CAMBODIA: Prime minister's outburst invites questions about Cambodian judiciary
May 11, 2006
In his latest outburst, Cambodian Prime Minister Hun Sen on May 11 assailed criticism of government choices for 17 judges to sit on the international tribunal for former Khmer Rouge leaders. Some of the government's choices have been described as unsuitable for the seats to which they have been nominated. Before an assembly of law students, Hun Sen reportedly likened his critics to perverted sex-crazed animals, among other things.
People from outside of Cambodia may wonder as to why incompetent persons have been nominated for an international tribunal, and why the prime minister was unable to tolerate even elementary criticism of his choices. The reason for both is that although competence, independence and impartiality are in other parts of the world understood to be prerequisites for an effective functioning judiciary, they are not yet at all understood by the Cambodian authorities, and least of all the prime minister himself.
When in the 1980s Cambodia was recovering from the destruction caused by the Khmer Rouge, it was run by one party, which subsumed all state functions. There were no distinctions between the legislature, executive and judiciary. The central committee ran everything. "Judicial officers" were selected from among party cadres. Their function was to protect socialist legality under the control of the ruling party. They did not need any specific competency as judges. Nor were they expected to act independently or impartially. Their contribution was to follow instructions and maintain social stability.

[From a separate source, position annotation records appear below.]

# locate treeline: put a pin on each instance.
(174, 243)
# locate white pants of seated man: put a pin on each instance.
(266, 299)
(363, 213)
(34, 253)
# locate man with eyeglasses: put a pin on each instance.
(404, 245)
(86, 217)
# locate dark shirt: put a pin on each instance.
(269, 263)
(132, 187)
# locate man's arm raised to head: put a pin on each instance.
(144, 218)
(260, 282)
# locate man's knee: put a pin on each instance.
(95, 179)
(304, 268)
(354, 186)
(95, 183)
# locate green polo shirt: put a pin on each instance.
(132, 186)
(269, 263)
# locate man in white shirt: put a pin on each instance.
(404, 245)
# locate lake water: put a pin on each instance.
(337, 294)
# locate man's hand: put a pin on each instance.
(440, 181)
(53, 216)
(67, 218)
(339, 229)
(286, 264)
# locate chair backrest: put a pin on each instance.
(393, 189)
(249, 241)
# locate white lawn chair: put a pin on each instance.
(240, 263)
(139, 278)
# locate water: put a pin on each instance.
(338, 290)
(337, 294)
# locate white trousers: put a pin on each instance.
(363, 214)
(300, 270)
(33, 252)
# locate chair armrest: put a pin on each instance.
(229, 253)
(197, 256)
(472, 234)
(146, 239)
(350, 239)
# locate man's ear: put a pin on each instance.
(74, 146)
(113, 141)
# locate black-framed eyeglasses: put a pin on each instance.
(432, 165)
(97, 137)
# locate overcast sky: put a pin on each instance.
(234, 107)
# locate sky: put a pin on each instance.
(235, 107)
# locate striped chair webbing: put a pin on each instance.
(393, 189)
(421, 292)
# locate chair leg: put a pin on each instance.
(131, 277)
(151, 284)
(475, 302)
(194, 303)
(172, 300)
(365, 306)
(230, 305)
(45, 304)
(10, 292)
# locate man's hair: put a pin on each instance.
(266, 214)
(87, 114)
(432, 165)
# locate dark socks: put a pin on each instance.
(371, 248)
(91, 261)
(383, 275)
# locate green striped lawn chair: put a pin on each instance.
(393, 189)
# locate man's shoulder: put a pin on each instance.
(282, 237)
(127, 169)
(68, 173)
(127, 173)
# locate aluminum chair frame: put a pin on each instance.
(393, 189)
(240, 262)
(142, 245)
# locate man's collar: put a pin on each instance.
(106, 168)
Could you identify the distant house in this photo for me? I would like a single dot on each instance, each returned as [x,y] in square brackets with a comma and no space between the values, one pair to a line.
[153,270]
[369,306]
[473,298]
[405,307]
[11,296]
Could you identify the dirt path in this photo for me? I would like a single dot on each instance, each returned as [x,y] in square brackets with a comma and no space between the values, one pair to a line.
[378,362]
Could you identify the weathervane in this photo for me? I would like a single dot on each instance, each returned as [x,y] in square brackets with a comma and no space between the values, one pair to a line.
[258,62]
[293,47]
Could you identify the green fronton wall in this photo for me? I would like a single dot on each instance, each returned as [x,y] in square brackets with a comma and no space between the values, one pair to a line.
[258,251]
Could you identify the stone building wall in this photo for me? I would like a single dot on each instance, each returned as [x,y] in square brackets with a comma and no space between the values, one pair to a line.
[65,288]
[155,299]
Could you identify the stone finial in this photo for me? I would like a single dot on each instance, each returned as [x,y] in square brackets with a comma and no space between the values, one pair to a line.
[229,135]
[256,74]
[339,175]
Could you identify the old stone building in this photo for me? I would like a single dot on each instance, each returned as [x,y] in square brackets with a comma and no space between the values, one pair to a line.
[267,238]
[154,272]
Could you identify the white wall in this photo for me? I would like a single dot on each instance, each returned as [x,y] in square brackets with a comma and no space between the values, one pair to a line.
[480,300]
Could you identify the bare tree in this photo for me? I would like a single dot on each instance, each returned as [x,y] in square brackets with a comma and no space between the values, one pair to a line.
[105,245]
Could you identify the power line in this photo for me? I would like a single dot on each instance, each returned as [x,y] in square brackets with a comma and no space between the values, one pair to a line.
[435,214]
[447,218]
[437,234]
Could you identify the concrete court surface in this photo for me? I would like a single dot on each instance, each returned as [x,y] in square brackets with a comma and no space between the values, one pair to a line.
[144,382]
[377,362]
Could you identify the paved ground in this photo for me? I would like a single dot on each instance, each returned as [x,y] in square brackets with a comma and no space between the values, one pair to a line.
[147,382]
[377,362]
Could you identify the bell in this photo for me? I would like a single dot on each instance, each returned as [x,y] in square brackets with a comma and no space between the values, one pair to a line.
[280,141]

The Supreme Court consisted of central committee members who were appointed to ensure that party orders were properly implemented. In all important political matters the Supreme Court did what the party wanted. For example, in a "trial" of former Khmer Rouge leaders the "judges" performed the roles assigned to them by the party.
This is what Hun Sen understands to be a judiciary. His notion of a court is that it will condemn and punish whoever is brought before it--as quickly as possible and as expected by the state. So when judges were needed for the new international tribunal, he simply nominated those that will do the job in accordance with these expectations. Among them is the judge who condemned opposition parliamentarian Cheam Channy to seven years in jail for conspiracy to overthrow the government. Hun Sen has good reason to trust that he is the man for the task.
Some people misunderstand Cambodia by simple reading of its constitution. This document sets out the parameters for a liberal democracy, expressly recognising the separation of powers and independence of the judiciary. It was adopted by the Cambodian people with full agreement from Hun Sen and his party. But what value does this constitution have when if violated there is no higher judiciary in the country that has the competence and power to make independent determinations? No court exists in Cambodia to give life or meaning to this constitution, including the Constitutional Council.
Serious reforms are needed if the concept of an independent judiciary is ever to have meaning to Cambodians, including their prime minister. Despite the immense work of the UN Transitional Authority for Cambodia and all the other international efforts over the last 13 years, no serious attempt has been made in this direction. The international community will now reportedly spend some 65,000,000 US dollars on the proposed international tribunal. How much is it willing to spend on Cambodia's judiciary? A well-spent fraction of this amount would suffice to make far-reaching improvements in the quality and competence of the country's judges and courts. If such work had begun in 1993, by now the Cambodian people and their leaders might have had the experience of seeing some more competent persons sitting as judges. They might have understood why a court should be separate from a ministry. If such assistance were to begin now, in five to ten years time they may yet be obtaining such knowledge and experiences.
The latest outburst from Hun Sen is an opportunity for reflection and discussion among international and domestic groups working on human rights and the rule of law in Cambodia. What is needed to introduce a competent, independent and impartial judiciary to Cambodia, in concept and in reality? The prime minister's fuming should not simply be put down by attacks on his motives for making specific appointments to the Khmer Rouge tribunal. Whatever be the motive, genuine incomprehension among policymakers is an extremely serious matter that cannot be ignored. It can be addressed, but only through significant reforms backed by tangible and substantial support.
The Asian Human Rights Commission is of the view that the best way to honour the memory of those whose lives were sacrificed in one of the greatest tragedies of the twentieth century--the Khmer Rouge's reign of terror--is to bring an independent and competent judiciary to Cambodia. Without this, all the ado about an international tribunal will only result in more of the same from the Cambodian leadership, and for the Cambodian people.